Enquête | publié le : 03.10.2012 | Éric Béal

Concentrant tous les pouvoirs, les patrons de PME consacrent peu de temps à la gestion de leurs salariés. Ils s’appuient sur l’expert-comptable pour la paie et décident du reste au fil de l’eau.

Quand nous avons racheté cette petite fonderie avec mon frère, il y avait six salariés. Le plus jeune avait 57 ans. Nous avons demandé au vendeur de recaser les gars dans ses autres entreprises. Ça nous a coûté plus cher, mais ça nous a évité des problèmes de gestion RH. » À l’instar de Philippe Maillez, dirigeant des fonderies Maillez, à Vaulx-en-Velin (Rhône), les responsables de PME ont une attitude ambivalente.
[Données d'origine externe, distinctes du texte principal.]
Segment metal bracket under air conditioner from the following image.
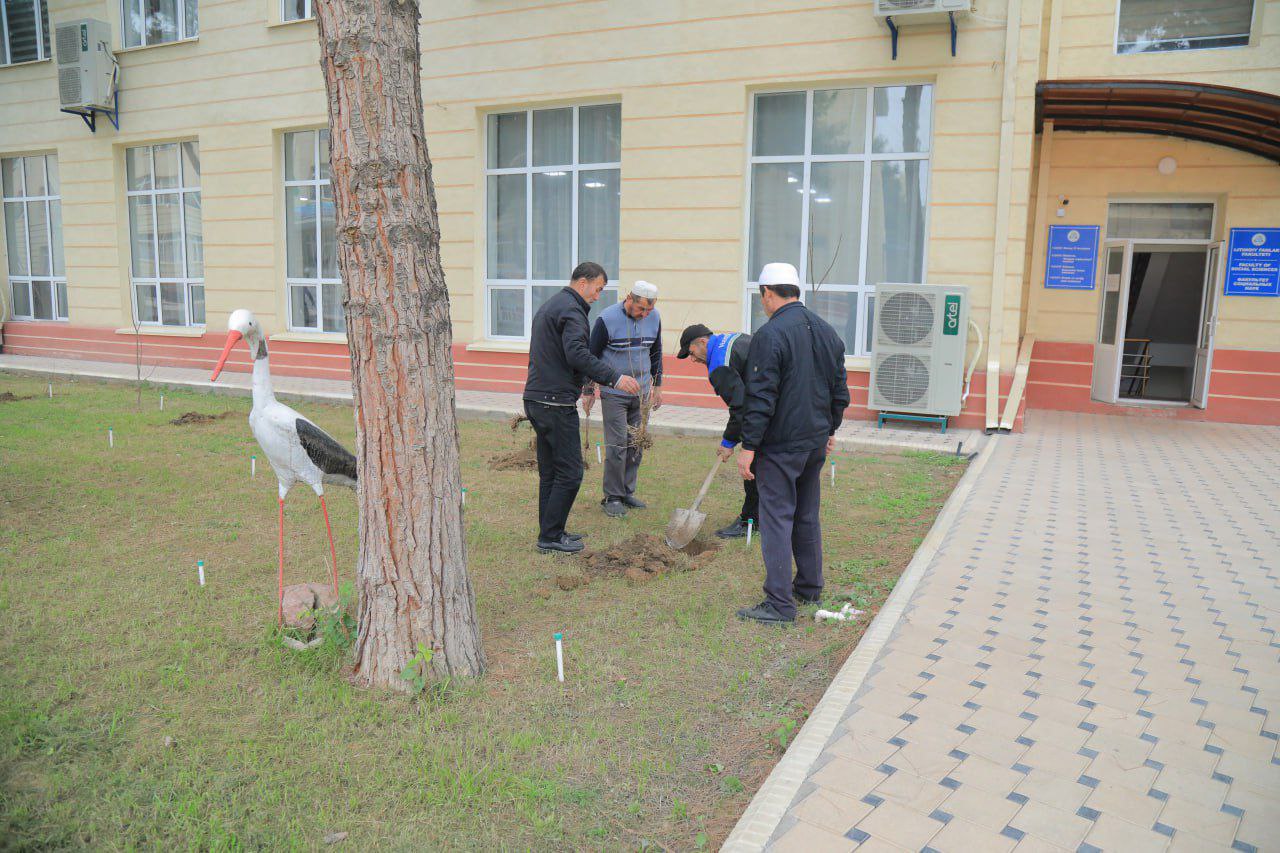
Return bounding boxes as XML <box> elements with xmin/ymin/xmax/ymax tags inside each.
<box><xmin>885</xmin><ymin>11</ymin><xmax>959</xmax><ymax>61</ymax></box>
<box><xmin>61</xmin><ymin>65</ymin><xmax>120</xmax><ymax>133</ymax></box>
La grande majorité d’entre eux louent les liens de proximité noués avec leurs salariés. Mais, absorbés par le suivi commercial, les aspects techniques et les impératifs financiers de leur activité, ils parent au plus pressé et ne consacrent qu’un minimum de temps à la gestion de leurs collaborateurs. « Les processus RH sont simples et informels car tout repose souvent sur le dirigeant. Et celui-ci fonctionne à court terme. La gestion des compétences est donc anecdotique et le management est peu structuré », affirme Marc-André Vilette, ancien DRH à temps partagé, actuellement enseignant-chercheur en GRH au groupe ESC Clermont. Jean-Marie Berton, délégué général d’Offensiv’PME, un club de dirigeants d’entreprise de Poitou-Charentes, est du même avis : « Des outils comme la GPEC ou l’entretien annuel d’évaluation sont très peu utilisés. Les responsables de PME sont trop accaparés par leurs problèmes de trésorerie, la faiblesse de leurs fonds propres ou la relation avec les banques pour s’investir dans les RH. » Même en Ile-de-France, où les PME peuvent bénéficier d’une subvention à hauteur de 70 % pour la mettre en place, la GPEC n’a pas de succès auprès de leurs patrons.
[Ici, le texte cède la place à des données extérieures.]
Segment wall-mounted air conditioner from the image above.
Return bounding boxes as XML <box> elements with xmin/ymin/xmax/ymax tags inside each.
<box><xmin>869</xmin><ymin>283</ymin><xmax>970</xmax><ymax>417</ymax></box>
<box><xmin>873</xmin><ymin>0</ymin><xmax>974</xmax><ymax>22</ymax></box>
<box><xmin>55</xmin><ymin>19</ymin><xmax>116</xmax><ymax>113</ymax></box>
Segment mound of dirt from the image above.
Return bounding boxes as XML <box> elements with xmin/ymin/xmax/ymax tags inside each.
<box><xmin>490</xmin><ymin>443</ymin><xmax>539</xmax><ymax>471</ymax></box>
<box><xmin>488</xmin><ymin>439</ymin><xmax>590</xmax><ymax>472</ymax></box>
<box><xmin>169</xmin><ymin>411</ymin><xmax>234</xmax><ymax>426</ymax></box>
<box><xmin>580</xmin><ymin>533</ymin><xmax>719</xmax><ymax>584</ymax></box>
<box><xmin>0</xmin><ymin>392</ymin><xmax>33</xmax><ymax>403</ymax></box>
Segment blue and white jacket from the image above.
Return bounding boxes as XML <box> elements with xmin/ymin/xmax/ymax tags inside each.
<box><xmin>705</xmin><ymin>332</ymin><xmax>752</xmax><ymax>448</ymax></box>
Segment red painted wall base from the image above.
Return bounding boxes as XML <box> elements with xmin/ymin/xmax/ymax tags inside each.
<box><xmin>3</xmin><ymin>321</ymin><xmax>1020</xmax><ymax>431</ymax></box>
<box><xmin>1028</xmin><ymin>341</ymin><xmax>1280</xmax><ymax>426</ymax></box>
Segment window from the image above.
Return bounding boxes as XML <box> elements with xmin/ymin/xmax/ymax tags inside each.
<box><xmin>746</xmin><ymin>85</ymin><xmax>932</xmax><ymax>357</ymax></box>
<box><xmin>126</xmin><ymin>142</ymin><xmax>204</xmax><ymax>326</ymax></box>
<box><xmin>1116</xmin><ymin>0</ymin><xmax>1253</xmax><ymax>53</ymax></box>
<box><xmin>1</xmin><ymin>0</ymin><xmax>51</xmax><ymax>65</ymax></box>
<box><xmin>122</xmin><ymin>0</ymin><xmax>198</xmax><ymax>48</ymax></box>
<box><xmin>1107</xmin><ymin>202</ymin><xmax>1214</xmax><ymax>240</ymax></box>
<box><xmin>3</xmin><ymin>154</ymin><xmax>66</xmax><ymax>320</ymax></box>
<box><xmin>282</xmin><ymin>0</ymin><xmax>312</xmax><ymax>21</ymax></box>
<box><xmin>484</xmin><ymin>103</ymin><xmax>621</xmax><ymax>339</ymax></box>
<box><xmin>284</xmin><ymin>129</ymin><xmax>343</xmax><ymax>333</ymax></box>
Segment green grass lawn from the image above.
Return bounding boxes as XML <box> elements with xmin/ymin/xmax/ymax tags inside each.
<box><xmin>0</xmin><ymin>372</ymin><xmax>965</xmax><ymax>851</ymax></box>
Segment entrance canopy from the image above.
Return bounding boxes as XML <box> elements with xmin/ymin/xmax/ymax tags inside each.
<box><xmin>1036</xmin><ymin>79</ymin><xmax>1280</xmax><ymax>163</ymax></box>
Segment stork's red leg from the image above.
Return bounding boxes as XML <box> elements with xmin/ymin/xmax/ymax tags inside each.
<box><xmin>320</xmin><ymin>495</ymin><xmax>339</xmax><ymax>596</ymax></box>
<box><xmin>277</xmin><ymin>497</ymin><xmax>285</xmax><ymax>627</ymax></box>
Absence de délégation. À sa décharge, la journée d’un petit patron est souvent pleine à craquer. Cyril de Rochefort, P-DG de la métallerie Bernardi (45 salariés), installée en région Centre, commence la sienne vers 7 h 15, avant l’arrivée de ses premiers salariés, et s’arrête rarement avant 20 h 30. « Je n’ai pas d’emploi du temps strict et organisé, explique-t-il. Il y a toujours un employé absent qu’il faut remplacer, un problème de matériel, un client qui veut me voir. Lorsque je n’ai pas d’imprévu, je me penche sur les frais généraux et le travail administratif. » Une journée type comme en connaissent tous ses pairs, au cours de laquelle le chef d’entreprise règle les problèmes « au fil de l’eau ». Ce jeune patron de 36 ans ne s’est pourtant pas laissé enfermer dans le tourbillon quotidien. Il a fait le pari de déléguer une partie de ses responsabilités à plusieurs de ses collaborateurs. « Je n’ai pas toutes les compétences, et le partage des responsabilités fidélise les meilleurs. Mais cela peut créer des problèmes le jour où le salarié concerné s’en va », précise-t-il. Car, dans une petite équipe, un départ est toujours déstabilisant. Il engendre une perte de savoir-faire difficile à remplacer rapidement. Un inconvénient bien réel qui n’explique pas, à lui seul, l’absence de délégation qui caractérise la grande majorité des PME.

En réalité, les patrons de PME sont trop attachés à leur entreprise pour accepter de partager le pouvoir. Olivier Torrès, professeur de gestion à Montpellier (voir interview page 22), a développé la notion d’egotrophie pour définir la gestion très centralisatrice des PME, autour de la personne du propriétaire-dirigeant.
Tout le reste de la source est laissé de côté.